Ice cover in the Gulf of St. Lawrence, normally several feet thick this time of year, has been negligible due to the warm winter. A large percentage of the harp seal population migrates to the gulf to give birth each year. If harp seals are unable to find ice they will abort the pups in the water and the pups will die.
“Harp seals depend on a stable ice platform to give birth to their pups and successfully nurse them. When ice fails to form, or is unusually thin, normal pupping and nursing is drastically affected and large numbers of newborn pups die,” said Dr. David Lavigne, IFAW’s Science Advisor and internationally renowned marine mammal expert who has studied harp seals for the past 30 years. “The combination of a lack of ice and a seal hunt could result in the loss of almost all of this year’s pups born in the Gulf and, possibly, on the Front, as well.”
“It makes no sense to hunt harp seals when it is obvious that a large percentage of the pups will die because of poor ice conditions.

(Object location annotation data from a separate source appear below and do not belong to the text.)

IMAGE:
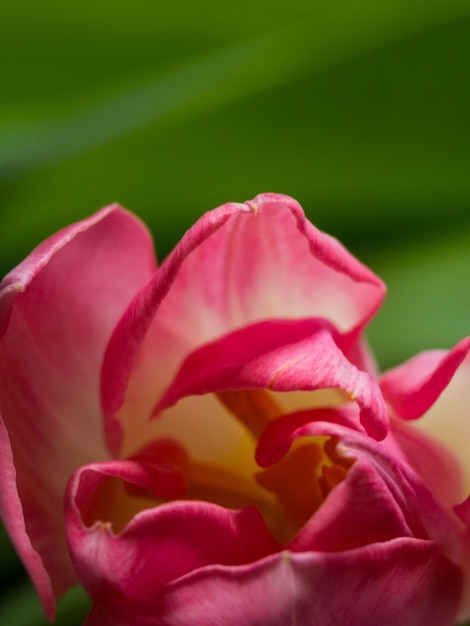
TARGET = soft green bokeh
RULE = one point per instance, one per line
(359, 109)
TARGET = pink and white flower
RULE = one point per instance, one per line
(217, 430)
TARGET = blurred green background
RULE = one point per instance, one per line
(359, 109)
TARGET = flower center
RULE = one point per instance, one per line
(286, 494)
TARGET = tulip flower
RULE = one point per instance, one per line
(209, 441)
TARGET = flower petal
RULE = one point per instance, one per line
(57, 312)
(435, 386)
(159, 544)
(404, 581)
(281, 356)
(410, 502)
(240, 264)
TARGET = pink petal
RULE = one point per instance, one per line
(240, 264)
(282, 356)
(358, 512)
(159, 544)
(57, 311)
(404, 581)
(436, 386)
(408, 503)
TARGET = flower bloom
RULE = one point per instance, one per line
(208, 442)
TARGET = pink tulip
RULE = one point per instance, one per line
(218, 433)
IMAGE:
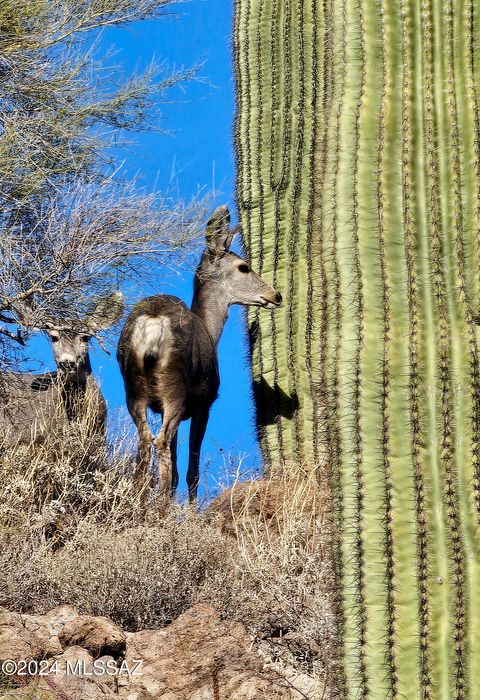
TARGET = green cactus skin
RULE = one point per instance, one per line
(358, 149)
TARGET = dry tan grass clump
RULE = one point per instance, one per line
(74, 529)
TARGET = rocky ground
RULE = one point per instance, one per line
(82, 657)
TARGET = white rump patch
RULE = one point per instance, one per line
(152, 337)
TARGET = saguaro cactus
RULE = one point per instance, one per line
(358, 141)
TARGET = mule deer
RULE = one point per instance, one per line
(168, 353)
(33, 405)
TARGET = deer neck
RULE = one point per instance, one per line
(212, 308)
(76, 380)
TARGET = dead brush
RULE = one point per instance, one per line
(74, 529)
(282, 526)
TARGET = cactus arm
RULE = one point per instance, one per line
(372, 504)
(463, 84)
(349, 331)
(332, 335)
(422, 407)
(466, 376)
(401, 531)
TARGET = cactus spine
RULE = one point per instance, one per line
(358, 144)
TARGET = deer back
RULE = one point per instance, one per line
(162, 338)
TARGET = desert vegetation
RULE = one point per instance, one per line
(76, 529)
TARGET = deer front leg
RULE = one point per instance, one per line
(138, 411)
(197, 433)
(173, 457)
(166, 445)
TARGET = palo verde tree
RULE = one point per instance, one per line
(358, 141)
(70, 227)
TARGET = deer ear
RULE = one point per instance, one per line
(217, 233)
(106, 312)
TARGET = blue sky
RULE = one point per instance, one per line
(200, 155)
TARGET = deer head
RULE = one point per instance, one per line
(70, 344)
(227, 274)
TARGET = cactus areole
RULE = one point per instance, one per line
(358, 150)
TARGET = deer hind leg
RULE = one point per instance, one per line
(172, 416)
(197, 433)
(138, 411)
(173, 457)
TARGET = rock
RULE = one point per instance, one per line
(199, 657)
(98, 635)
(57, 618)
(49, 642)
(16, 642)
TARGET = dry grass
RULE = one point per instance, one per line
(73, 530)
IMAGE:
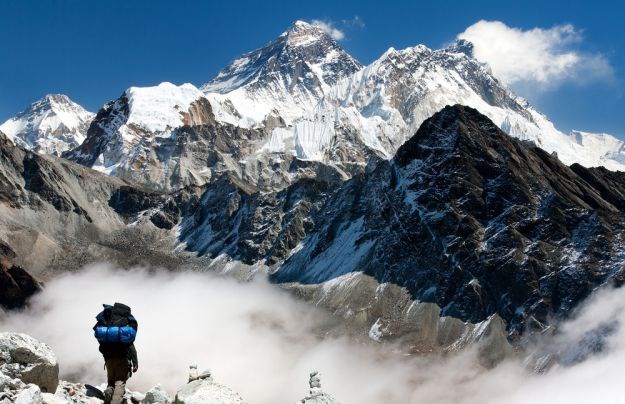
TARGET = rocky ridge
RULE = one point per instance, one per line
(29, 374)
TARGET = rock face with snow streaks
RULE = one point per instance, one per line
(472, 220)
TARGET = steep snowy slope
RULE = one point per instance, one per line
(51, 125)
(280, 81)
(306, 89)
(387, 101)
(126, 128)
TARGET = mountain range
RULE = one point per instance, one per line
(417, 198)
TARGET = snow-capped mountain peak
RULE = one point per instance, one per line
(284, 79)
(50, 125)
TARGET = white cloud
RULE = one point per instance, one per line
(261, 342)
(545, 57)
(330, 29)
(354, 22)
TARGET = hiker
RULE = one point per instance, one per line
(116, 330)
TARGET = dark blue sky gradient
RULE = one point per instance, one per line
(92, 51)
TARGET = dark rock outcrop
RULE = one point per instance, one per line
(16, 284)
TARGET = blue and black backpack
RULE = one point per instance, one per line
(115, 325)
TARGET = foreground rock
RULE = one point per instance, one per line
(203, 389)
(316, 394)
(23, 357)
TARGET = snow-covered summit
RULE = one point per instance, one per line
(282, 80)
(50, 125)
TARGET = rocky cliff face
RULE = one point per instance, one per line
(464, 217)
(473, 220)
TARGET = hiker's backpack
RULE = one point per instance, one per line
(115, 325)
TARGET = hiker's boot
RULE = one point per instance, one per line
(118, 392)
(108, 395)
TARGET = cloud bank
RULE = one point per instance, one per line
(545, 57)
(262, 343)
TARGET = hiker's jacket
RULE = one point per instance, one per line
(117, 351)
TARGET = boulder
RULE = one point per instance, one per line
(23, 357)
(156, 395)
(29, 395)
(316, 395)
(207, 391)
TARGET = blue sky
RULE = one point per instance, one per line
(92, 51)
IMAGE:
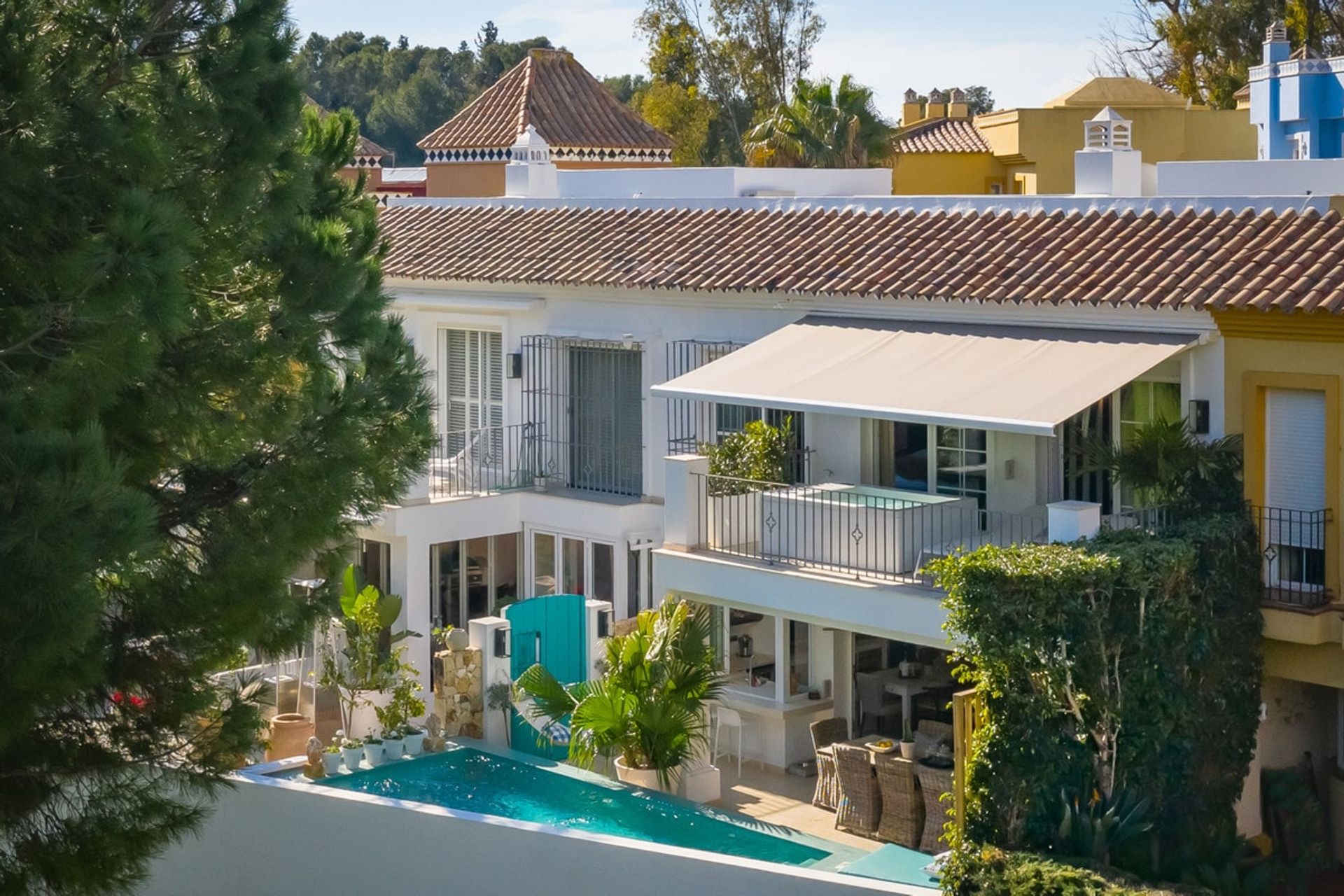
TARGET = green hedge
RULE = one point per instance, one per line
(1128, 663)
(987, 871)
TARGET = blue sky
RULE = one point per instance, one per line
(1023, 52)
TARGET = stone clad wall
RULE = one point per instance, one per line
(457, 695)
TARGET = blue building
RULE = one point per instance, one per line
(1297, 101)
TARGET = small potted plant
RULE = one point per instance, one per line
(413, 739)
(372, 750)
(331, 757)
(907, 741)
(351, 751)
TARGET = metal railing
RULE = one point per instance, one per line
(502, 458)
(857, 532)
(1294, 546)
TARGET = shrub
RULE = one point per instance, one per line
(988, 871)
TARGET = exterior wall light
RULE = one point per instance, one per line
(1199, 415)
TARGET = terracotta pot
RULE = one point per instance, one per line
(647, 778)
(289, 734)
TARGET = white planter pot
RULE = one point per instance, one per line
(736, 522)
(647, 778)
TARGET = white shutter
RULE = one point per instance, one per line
(470, 381)
(1294, 449)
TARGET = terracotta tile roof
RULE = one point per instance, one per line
(1189, 260)
(944, 134)
(556, 96)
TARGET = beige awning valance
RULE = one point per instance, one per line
(1016, 379)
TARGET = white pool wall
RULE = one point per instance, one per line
(272, 836)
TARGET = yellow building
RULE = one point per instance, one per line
(1031, 150)
(1282, 393)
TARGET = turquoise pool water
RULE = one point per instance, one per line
(473, 780)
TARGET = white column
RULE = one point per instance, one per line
(592, 612)
(410, 561)
(1073, 520)
(685, 500)
(493, 671)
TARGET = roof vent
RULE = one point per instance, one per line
(1108, 130)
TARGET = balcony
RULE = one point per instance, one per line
(1294, 550)
(863, 532)
(503, 458)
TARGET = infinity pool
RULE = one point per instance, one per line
(473, 780)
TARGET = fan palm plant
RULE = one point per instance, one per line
(648, 708)
(823, 125)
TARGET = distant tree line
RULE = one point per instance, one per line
(400, 93)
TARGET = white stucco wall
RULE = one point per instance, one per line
(270, 839)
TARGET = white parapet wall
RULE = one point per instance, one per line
(280, 837)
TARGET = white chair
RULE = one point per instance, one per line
(732, 722)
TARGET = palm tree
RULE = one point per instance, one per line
(822, 125)
(650, 706)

We must act with caution,” said Dr. Lavigne.
In 1981 and 2002, poor ice years, Canadian government scientists assume that three-quarters (75 percent) of the gulf pups died as a consequence of bad ice conditions. In 1998 and 2000, they estimated that one-quarter of the pups died due to lack of ice before the hunt began.
A week ago, the Canadian government announced a one-year quota (called a TAC or Total Allowable Catch) of 335,000 seals. Despite the lack of ice and environmental conditions in general, the 2006 quota for harp seals is one of the highest in history and higher than 2005.
The seal hunt is scheduled to begin Saturday March 25 in the Gulf of St. Lawrence.